Image feature the several AI features Rootly offers

The Importance of Privacy in Incident Management

Logs, unstable services, impacted accounts, security incidents, and more are all brought together when resolving an incident. This is great because with more data, the team can understand the incident and resolve it faster.

Introducing AI makes perfect sense. It cuts through the info overload, helping teams quickly catch up and tackle incidents by suggesting titles, root causes, and the right people to help. Plus, once everything's resolved, AI crafts a recap for the team. It streamlines the whole process, saving valuable time and effort.

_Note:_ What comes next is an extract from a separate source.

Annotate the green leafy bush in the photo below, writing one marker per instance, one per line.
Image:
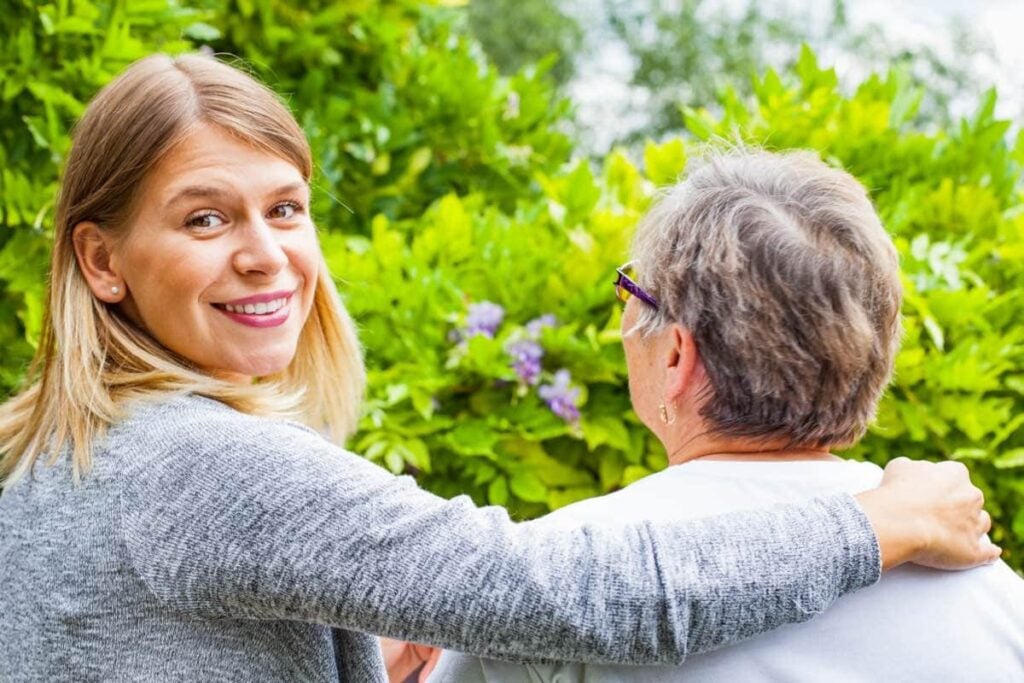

However, incidents are a sensitive matter. So much so that we offer the possibility of declaring an incident as private, such that not even your engineers find out what's going on: only a select group of people have visibility over it in a private Slack channel. Consider, for example, a security breach: you need to address it with the utmost urgency but in the most discreet way possible.

Thus, privacy is a core-feature of incident management. And when we built our AI features, we designed them through a privacy-centric approach.

Our Privacy-Centric Development Approach

In building our AI capabilities, we focus on several key areas to ensure privacy:

Privacy by design

From the outset, our system architecture embodies the privacy-by-design principle. This means you can choose to opt in or out of AI at any time you want, specify the data you want processed, and for which outcomes.

Choose how much of your Slack data AI have access to

We’ve implemented privacy controls that lets you specify which incidents AI can assist with and which data it has access to. It doesn’t have to be all-or-nothing with Rootly and AI: partial-disclosure, full-disclosure, no-disclosure. You choose. Select up to which specific messages on Slack are subject to AI processing.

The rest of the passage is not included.